Qual a relação entre “investigação sobre formação histórica”, “ponto de vista hermenêutico” e “direito penal contemporâneo como ferramenta metodológica fundamental”? Como o direito penal contemporâneo pode ser uma ferramenta metodológica? Usarei direito penal contemporâneo como ferramenta metodológica para desenvolver meu trabalho. Desconheço essa ferramenta metodológica denominada direito penal contemporâneo.
As confusões metodológicas, porém, não param por ai...
Na Fl. 09, Mafei diz que a designada pesquisa “exige algum detalhamento metodológico, como também o exigem seus objetos e hipóteses”.
Onde está o detalhamento dos objetos? Onde está o detalhamento das hipóteses?
No que tange às hipóteses, talvez implícitas em algumas interrogações soltas ao longo do trabalho, não se percebe, claramente, tal detalhamento. Para se ter uma idéia, o candidato só retoma mais detidamente as suas denominadas hipóteses, de modo mais nítido, nas Fls. 340 e 341.
O problema metodológico mais latente, entretanto, certamente se relaciona a ausência de clareza quanto aos assim chamados objetos?
Qual o objeto do trabalho? Quais os objetos do trabalho?

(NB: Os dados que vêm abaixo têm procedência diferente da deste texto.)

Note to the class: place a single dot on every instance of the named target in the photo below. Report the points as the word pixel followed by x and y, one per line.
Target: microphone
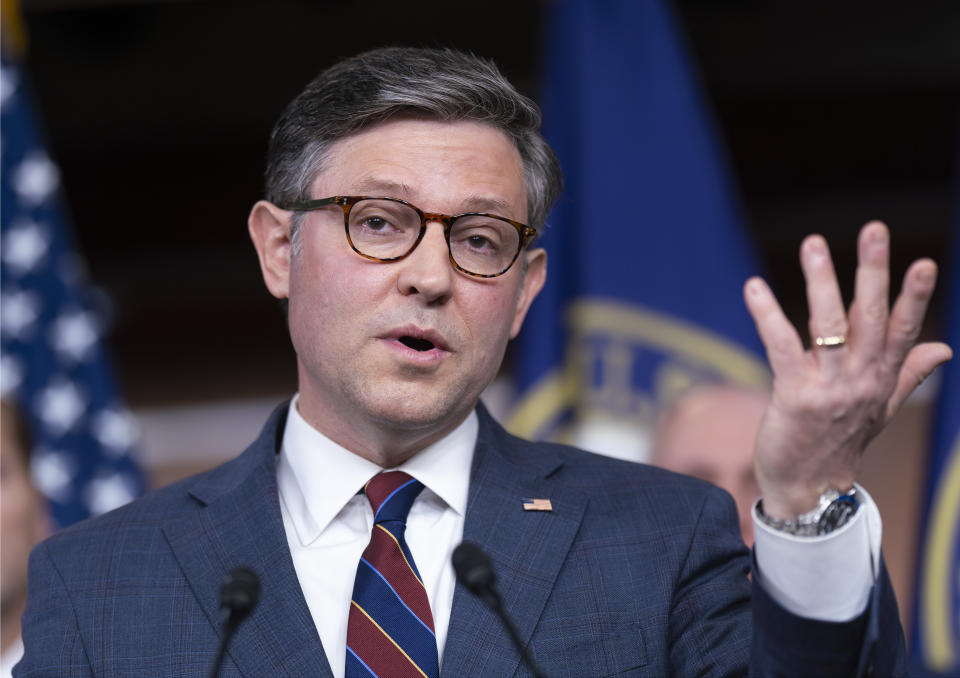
pixel 475 571
pixel 238 595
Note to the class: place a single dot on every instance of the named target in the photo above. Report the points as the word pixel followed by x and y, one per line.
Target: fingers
pixel 783 344
pixel 917 366
pixel 828 317
pixel 906 318
pixel 871 300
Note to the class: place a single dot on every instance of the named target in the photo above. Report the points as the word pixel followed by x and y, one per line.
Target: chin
pixel 416 409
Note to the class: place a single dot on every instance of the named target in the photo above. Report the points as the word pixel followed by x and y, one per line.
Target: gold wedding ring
pixel 833 341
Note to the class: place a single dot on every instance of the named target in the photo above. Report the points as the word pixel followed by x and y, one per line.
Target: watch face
pixel 837 514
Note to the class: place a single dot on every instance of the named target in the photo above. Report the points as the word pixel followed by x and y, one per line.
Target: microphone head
pixel 473 567
pixel 240 591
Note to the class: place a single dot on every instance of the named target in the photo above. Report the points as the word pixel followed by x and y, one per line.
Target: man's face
pixel 352 320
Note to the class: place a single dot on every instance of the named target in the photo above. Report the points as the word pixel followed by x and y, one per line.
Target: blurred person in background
pixel 25 523
pixel 710 433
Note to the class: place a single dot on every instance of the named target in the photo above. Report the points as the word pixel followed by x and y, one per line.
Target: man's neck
pixel 10 623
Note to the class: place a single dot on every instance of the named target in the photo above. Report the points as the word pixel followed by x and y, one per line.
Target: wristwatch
pixel 834 509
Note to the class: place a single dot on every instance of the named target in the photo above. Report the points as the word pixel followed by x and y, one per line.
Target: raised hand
pixel 831 400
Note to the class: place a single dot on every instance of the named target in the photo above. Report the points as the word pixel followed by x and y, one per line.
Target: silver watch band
pixel 834 509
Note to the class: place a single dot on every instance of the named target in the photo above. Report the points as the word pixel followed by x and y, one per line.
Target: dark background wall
pixel 158 113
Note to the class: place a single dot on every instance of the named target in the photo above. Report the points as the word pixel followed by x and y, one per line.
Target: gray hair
pixel 373 87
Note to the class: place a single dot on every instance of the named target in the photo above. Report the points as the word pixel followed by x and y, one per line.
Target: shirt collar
pixel 317 477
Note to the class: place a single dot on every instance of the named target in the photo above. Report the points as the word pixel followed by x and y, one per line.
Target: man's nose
pixel 427 270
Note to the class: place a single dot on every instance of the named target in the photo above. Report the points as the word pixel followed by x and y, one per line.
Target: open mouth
pixel 416 344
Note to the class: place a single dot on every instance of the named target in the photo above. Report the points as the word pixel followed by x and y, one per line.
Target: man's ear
pixel 270 232
pixel 533 281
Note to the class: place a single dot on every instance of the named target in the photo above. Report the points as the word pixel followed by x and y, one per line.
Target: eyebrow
pixel 393 189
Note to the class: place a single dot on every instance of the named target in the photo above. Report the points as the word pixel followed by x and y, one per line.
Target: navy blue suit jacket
pixel 635 571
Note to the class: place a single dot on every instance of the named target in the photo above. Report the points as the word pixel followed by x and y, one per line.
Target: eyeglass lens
pixel 385 229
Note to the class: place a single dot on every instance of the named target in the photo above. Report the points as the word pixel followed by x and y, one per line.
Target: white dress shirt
pixel 328 526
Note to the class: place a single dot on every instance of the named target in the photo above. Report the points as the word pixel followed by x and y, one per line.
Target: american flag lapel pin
pixel 537 505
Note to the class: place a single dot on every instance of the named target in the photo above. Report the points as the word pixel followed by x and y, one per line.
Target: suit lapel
pixel 240 524
pixel 527 548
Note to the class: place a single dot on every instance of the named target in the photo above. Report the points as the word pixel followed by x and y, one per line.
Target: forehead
pixel 439 166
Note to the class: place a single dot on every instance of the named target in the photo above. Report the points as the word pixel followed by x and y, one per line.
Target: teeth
pixel 416 344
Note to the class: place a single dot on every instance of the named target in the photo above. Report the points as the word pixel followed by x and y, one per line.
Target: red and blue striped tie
pixel 390 632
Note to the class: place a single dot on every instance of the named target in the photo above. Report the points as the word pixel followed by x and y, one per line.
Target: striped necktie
pixel 390 631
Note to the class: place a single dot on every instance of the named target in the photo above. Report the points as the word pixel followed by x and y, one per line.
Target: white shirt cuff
pixel 828 577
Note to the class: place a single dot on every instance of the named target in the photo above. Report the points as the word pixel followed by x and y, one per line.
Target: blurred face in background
pixel 710 433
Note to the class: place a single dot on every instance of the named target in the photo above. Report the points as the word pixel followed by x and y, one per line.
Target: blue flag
pixel 53 361
pixel 936 639
pixel 647 249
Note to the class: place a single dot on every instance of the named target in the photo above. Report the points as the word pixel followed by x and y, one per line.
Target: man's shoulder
pixel 606 478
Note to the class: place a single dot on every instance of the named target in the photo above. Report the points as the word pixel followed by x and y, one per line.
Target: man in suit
pixel 404 189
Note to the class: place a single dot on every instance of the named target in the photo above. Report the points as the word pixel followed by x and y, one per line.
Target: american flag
pixel 537 505
pixel 52 356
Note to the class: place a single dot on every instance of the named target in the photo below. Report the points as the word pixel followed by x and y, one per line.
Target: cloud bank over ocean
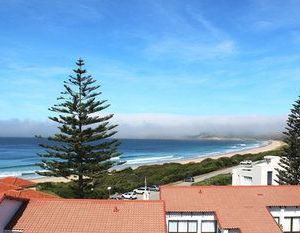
pixel 166 126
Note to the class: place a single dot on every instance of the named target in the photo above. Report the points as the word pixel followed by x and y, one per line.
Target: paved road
pixel 205 176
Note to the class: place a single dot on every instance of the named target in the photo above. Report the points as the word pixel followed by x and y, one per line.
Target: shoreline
pixel 271 145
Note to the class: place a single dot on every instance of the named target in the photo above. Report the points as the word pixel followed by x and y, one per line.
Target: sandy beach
pixel 271 145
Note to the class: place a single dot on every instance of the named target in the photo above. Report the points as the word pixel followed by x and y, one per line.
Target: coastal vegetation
pixel 128 179
pixel 290 161
pixel 83 148
pixel 221 179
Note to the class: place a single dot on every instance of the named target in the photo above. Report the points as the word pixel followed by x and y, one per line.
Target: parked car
pixel 154 188
pixel 189 179
pixel 129 195
pixel 140 190
pixel 116 198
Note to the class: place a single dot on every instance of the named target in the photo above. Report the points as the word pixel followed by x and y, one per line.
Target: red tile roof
pixel 4 187
pixel 17 182
pixel 244 207
pixel 91 216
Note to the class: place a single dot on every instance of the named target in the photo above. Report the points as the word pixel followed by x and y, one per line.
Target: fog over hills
pixel 166 126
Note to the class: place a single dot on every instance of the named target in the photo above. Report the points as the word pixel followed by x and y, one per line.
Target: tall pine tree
pixel 83 147
pixel 290 162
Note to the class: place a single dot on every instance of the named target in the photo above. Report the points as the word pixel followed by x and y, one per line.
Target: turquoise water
pixel 18 156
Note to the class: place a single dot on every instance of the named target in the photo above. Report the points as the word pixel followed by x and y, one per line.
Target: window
pixel 247 180
pixel 183 226
pixel 269 177
pixel 277 220
pixel 291 224
pixel 209 226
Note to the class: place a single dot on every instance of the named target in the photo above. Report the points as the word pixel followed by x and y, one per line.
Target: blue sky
pixel 177 57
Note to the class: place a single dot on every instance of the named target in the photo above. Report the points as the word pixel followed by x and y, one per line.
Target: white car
pixel 140 190
pixel 129 195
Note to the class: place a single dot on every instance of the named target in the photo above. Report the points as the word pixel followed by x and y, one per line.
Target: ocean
pixel 18 156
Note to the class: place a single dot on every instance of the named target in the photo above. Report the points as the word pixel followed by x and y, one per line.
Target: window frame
pixel 215 223
pixel 187 221
pixel 291 226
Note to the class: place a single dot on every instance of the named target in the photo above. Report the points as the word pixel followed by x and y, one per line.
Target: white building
pixel 257 173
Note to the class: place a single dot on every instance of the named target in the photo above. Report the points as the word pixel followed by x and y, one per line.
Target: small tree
pixel 290 161
pixel 82 149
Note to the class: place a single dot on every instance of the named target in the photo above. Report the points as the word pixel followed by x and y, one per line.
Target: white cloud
pixel 164 126
pixel 180 127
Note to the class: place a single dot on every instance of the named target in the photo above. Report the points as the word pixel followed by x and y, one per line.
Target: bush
pixel 222 179
pixel 129 179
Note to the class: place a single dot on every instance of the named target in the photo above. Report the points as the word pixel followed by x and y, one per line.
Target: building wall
pixel 281 214
pixel 189 216
pixel 195 216
pixel 257 172
pixel 8 208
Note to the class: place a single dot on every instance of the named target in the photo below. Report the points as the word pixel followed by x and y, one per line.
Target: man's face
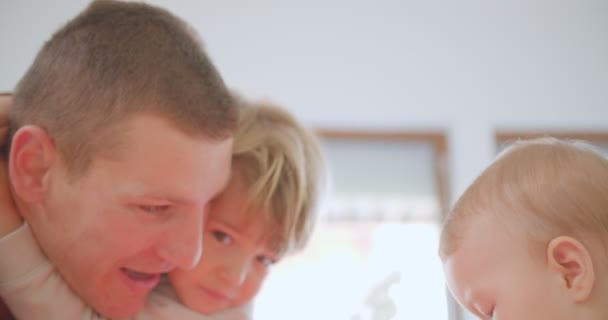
pixel 132 215
pixel 495 276
pixel 237 255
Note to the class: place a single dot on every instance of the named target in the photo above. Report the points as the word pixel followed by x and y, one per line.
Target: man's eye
pixel 490 315
pixel 222 237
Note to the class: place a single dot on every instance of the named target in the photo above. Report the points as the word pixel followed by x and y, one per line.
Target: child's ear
pixel 30 159
pixel 572 262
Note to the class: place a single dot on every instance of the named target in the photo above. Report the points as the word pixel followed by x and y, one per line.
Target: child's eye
pixel 222 237
pixel 266 261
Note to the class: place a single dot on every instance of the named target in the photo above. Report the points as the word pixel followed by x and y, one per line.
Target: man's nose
pixel 183 243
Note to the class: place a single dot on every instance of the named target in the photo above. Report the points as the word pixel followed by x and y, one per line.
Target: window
pixel 373 255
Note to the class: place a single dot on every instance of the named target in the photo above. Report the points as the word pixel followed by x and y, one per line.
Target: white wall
pixel 467 67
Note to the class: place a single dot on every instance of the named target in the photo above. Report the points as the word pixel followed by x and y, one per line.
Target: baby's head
pixel 527 240
pixel 267 210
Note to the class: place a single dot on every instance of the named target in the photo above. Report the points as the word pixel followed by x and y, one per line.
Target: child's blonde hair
pixel 283 168
pixel 546 186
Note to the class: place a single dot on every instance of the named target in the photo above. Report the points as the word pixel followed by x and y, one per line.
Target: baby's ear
pixel 572 262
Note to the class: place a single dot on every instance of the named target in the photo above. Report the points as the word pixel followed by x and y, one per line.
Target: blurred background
pixel 412 99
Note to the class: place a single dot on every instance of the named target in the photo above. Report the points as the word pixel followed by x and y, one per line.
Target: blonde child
pixel 266 211
pixel 527 240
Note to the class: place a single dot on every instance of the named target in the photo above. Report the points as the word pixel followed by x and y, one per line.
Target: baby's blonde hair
pixel 283 169
pixel 546 186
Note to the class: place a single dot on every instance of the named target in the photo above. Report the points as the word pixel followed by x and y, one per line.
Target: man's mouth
pixel 215 295
pixel 141 280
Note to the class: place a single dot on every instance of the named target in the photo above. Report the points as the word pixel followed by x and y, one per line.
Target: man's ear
pixel 30 160
pixel 572 262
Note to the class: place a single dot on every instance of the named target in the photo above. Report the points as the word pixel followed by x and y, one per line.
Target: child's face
pixel 236 256
pixel 494 275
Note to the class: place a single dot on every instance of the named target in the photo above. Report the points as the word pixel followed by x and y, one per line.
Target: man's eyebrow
pixel 172 199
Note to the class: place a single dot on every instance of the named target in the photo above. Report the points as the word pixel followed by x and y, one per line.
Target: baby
pixel 527 240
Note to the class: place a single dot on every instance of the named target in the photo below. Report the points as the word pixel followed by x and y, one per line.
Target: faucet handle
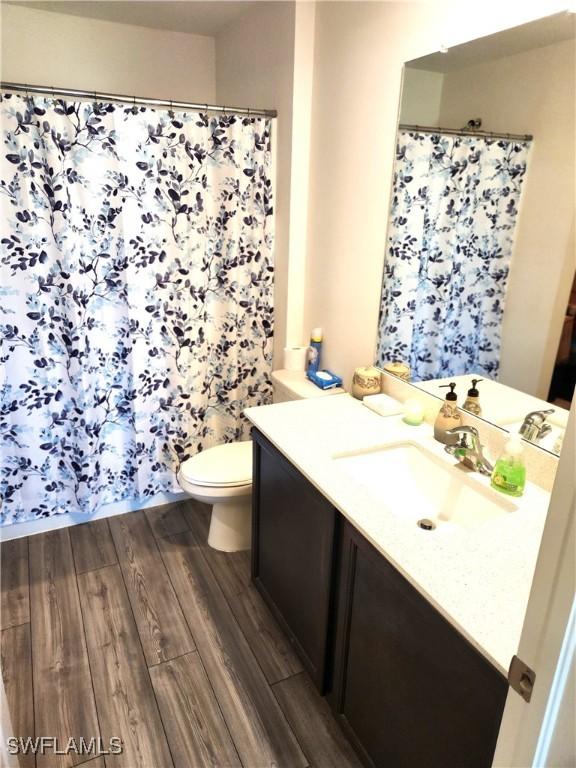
pixel 469 436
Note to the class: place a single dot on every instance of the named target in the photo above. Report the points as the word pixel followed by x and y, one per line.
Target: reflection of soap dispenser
pixel 509 474
pixel 472 404
pixel 448 417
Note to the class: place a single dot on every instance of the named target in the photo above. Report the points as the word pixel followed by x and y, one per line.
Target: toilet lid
pixel 224 465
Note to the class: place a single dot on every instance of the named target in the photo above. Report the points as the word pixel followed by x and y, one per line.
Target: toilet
pixel 222 475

Eles não foram detalhados.
1. O objeto do trabalho, como parece sugerir o tema, é a teoria penal de Feuerbach e os juristas brasileiros do século XIX? Melhor perguntando: seria talvez a influência da teoria penal de Feuerbach nos juristas brasileiros do século XIX?
2. Ou o objeto seria “a construção do direito penal contemporâneo na obra de Feuerbach e sua consolidação entre os penalistas do Brasil”?
Note-se que uma coisa é a influência de teoria penal de Feuerbach no pensamento dos juristas brasileiros do século XIX outra coisa bem diferente é a construção do direito penal contemporâneo na obra de Feuerbach e sua consolidação entre os penalistas do Brasil.
Ao ler o trabalho, contudo, fiquei pensando que o objeto talvez não seja necessariamente esse... talvez o objeto fosse
3. “a evolução do direito penal como disciplina autônoma”... suas origens européias e sua recepção no Brasil... ou algo similar a isso...
A complicação metodológica é tamanha que, talvez, se poderia tentar compreender como uma miscelânea disparatada de objetos sem precisão metodológica.
Porém, na fl. 351, ele fala em “objeto teórico-jurídico”, isto é, objeto no singular, e diz que a pesquisa teve por tema “a análise histórica da formação do direito penal contemporâneo”.
No trabalho de Mafei, há objetos (como mencionado na fl. 09) ou há objeto (como mencionado na fl 351)?
Se há objeto, qual é?
Fique claro que uma coisa é “a evolução do direito penal como disciplina autônoma” ou coisa é “a análise histórica da formação do direito penal contemporâneo”. Num, falamos matéria direito penal, noutro, falamos de um âmbito específico do direito.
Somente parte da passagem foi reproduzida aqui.